History

The history of Clen-Moore Presbyterian Church began more than 200 years ago, in a meeting tent near the Neshannock Creek. That’s where members of what was then the Associate Church met each week to worship God. The congregation met in that tent for five years, until John Carlisle Stewart purchased a lot on Beaver Street for $30.

The first church building on that lot was a log cabin, built in 1815. The congregation used the cabin for nearly twenty years. In this time, the church evolved into the Shenango Associate Church.

In the late 1840s, twelve members of the Shenango Associate Church prayerfully decided to form an Associate Reformed Presbyterian congregation. They pledged $832 to build a new church. The deed for the new church was one of the first deeds registered in the newly formed Lawrence County. The new Associate Reformed Presbyterian Church of New Castle was founded on Christmas Day, 1849. The new congregation was comprised of 35 people – 16 men and 19 women – and led by Rev. Dr. Robert Audley Brown.

In 1858, the national Associate Church and the Associate Reformed Presbyterian Church merged to form the United Presbyterian Church. From then on, the New Castle congregation became known as the First United Presbyterian Church.

By 1884, First U.P. Church had outgrown its existing church building. The congregation decided to build a new church, on North Jefferson Street. Members pledged $4,641 for the new building. The completed church cost $28,851 to finish, a princely sum in those days.

The First U.P. Church stood on Jefferson Street until New Year’s Eve, 1927, when a terrible fire reduced the great building to ashes and blackened bricks and stones. The fire was a shock to the congregation, but members rallied to start a new era in the church’s history. They decided to abandon their location in downtown New Castle and moved to the edge of town, on Clen-Moore Boulevard.

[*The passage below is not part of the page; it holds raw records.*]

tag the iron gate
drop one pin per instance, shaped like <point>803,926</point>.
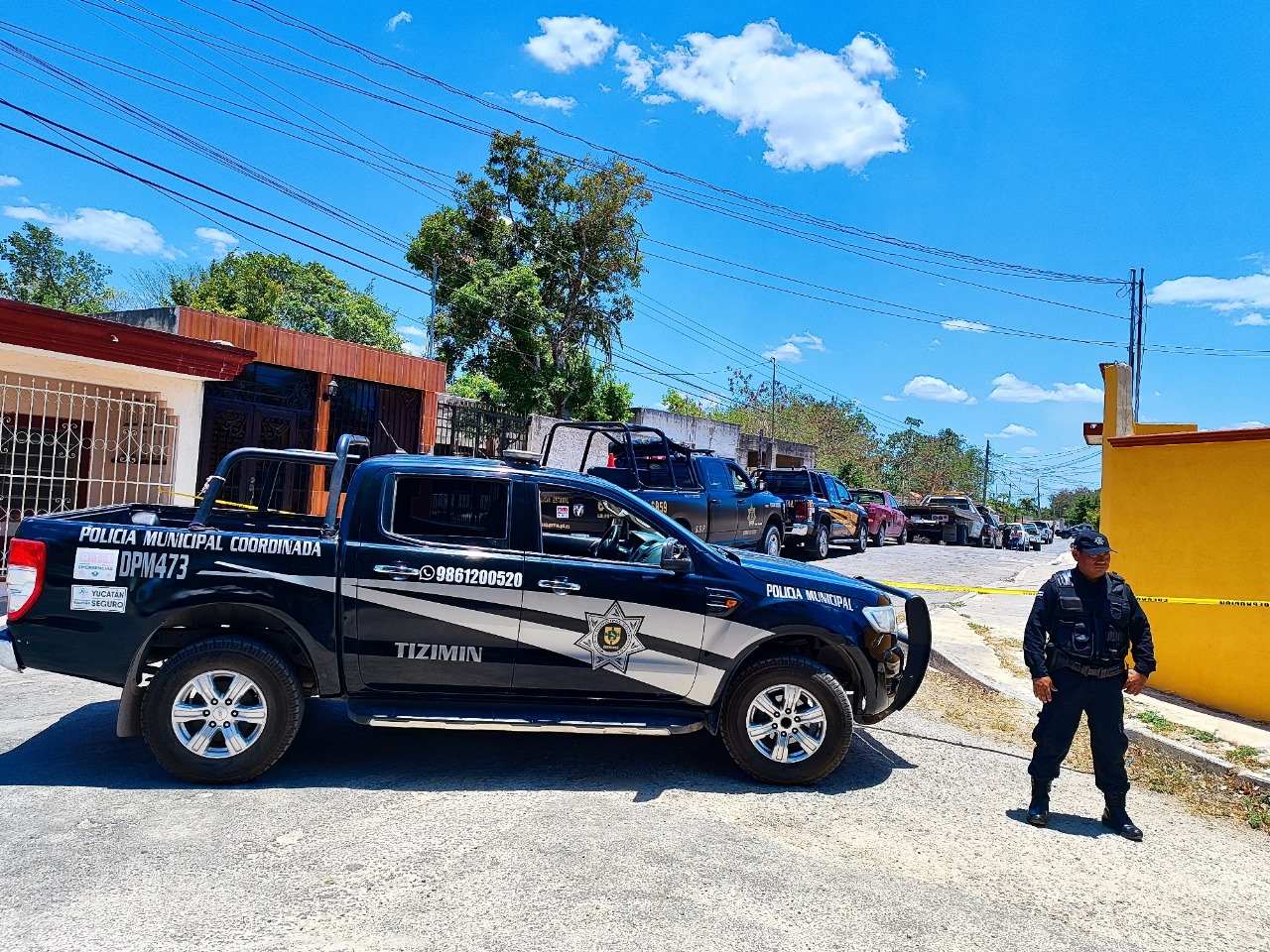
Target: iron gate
<point>474,430</point>
<point>67,445</point>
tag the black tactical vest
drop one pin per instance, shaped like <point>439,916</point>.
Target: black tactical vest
<point>1072,631</point>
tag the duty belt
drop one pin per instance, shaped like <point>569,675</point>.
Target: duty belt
<point>1092,671</point>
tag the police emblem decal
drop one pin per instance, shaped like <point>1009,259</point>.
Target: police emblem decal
<point>611,639</point>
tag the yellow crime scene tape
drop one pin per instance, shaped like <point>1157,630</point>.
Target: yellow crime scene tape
<point>223,502</point>
<point>1234,602</point>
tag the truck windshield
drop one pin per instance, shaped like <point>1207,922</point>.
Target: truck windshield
<point>795,481</point>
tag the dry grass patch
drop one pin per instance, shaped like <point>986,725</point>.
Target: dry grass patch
<point>1005,720</point>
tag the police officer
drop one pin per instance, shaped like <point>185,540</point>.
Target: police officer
<point>1083,624</point>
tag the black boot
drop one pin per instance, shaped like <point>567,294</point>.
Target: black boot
<point>1115,817</point>
<point>1038,810</point>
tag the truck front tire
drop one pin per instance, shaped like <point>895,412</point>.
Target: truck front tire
<point>788,720</point>
<point>221,711</point>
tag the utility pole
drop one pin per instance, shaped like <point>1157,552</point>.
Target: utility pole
<point>1133,327</point>
<point>1139,336</point>
<point>432,313</point>
<point>774,413</point>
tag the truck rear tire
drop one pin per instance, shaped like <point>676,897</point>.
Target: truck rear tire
<point>771,540</point>
<point>820,544</point>
<point>788,720</point>
<point>221,711</point>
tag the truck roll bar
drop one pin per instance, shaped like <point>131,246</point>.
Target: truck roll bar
<point>338,461</point>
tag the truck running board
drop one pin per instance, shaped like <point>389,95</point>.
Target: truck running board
<point>483,717</point>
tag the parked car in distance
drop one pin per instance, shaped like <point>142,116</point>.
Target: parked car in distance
<point>1070,531</point>
<point>944,517</point>
<point>991,537</point>
<point>885,518</point>
<point>1016,537</point>
<point>710,497</point>
<point>818,511</point>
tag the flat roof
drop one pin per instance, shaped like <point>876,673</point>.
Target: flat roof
<point>64,333</point>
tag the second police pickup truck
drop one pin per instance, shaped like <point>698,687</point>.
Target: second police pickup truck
<point>457,594</point>
<point>710,497</point>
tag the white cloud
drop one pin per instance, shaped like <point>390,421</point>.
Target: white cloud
<point>1012,430</point>
<point>792,350</point>
<point>808,340</point>
<point>221,241</point>
<point>935,389</point>
<point>1216,294</point>
<point>815,108</point>
<point>636,71</point>
<point>568,42</point>
<point>970,326</point>
<point>785,353</point>
<point>111,231</point>
<point>867,56</point>
<point>541,102</point>
<point>1011,390</point>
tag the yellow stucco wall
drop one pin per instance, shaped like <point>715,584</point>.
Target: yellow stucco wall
<point>1174,518</point>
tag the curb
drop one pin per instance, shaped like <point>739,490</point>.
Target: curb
<point>1142,737</point>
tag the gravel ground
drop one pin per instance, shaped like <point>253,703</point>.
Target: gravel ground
<point>403,839</point>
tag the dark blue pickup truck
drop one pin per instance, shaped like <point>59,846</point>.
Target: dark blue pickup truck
<point>710,497</point>
<point>451,594</point>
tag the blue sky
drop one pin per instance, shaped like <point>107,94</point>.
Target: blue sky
<point>1106,139</point>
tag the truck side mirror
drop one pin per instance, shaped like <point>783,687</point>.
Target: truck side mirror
<point>676,557</point>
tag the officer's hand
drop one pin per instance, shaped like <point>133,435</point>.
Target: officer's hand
<point>1044,689</point>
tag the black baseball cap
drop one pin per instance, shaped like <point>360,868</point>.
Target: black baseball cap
<point>1092,543</point>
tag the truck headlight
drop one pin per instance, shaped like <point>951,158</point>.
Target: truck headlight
<point>881,619</point>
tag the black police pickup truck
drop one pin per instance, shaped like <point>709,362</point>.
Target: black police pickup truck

This move challenged the congregation in many ways. First came the challenge to spread God’s word in a new location in the city and beyond. Second, pledges had to be secured to finance a new church building. Those pledges were made – and kept, even during the depths of the Great Depression.  God’s new house was dedicated on May 18, 1930. But the greatest challenge came after the new church was built: the church had an auditorium to seat 700, and a church school wing that fit 650. How would they fill so many seats?

When Rev. Robert Mayo became pastor in 1948, he answered that question by challenging the congregation to reach 1,000 members by the next year. In that time, a record 107 new members were added to the rolls, and the church did indeed meet Rev. Mayo’s challenge. In fact, throughout Rev. Mayo’s tenure, the congregation grew to an astonishing 1,803 members.

In 1959, the church’s name changed yet again, when the Presbyterian Church, U.S.A. merged with the United Presbyterian Church of North America. At that time, the newly formed United Presbyterian Church, U.S.A. instructed all churches to drop the “number” from their names and choose a new name. Thus, the First United Presbyterian Church of New Castle became Clen-Moore United Presbyterian Church. (The name changed again, slightly, in 1983 when the Presbyterian Church U.S. reunited with the United Presbyterian Church, U.S.A., to form the Presbyterian Church U.S.A. At that time, Clen-Moore United Presbyterian Church became simply Clen-Moore Presbyterian Church.)

Because Rev. Mayo helped the church to grow in numbers, his successor, Rev. William J. Turner, needed to help the church grow in size. In 1963, construction began on a new wing for the church, called Ebenezer. The new wing was completed in 1969. The next year, Rev. Jack Heinshon was installed as pastor.

Rev. Heinshon continued the tradition of a strong, Christ-centered ministry. Part of his legacy, which continues at Clen-Moore to this day, is the annual community Christmas Dinner.

Rev. William J. Larkin became Clen-Moore’s 10th pastor in 1975. One of his first efforts was to pay off the church debt for Ebenezer. Another one of his ministries was a community outreach program called Prime Timers. This missionary outreach program was – and still is – open to seniors everywhere, not just Clen-Moore members.

In 1983, Rev. Velis Vais answered Clen-Moore’s call and began a pastorate which spanned the next two decades. During this time, Clen-Moore purchased McGill Elementary School next door and rechristened it the McGill Presbyterian Community Center, in cooperation with five other local Presbyterian churches.

Clen-Moore installed its 12th pastor in January of 2008. Rev. Chris Weichman has brought his gifts and talents to lead the congregation in a renewed direction, and we look forward to the great plans God has in store for us.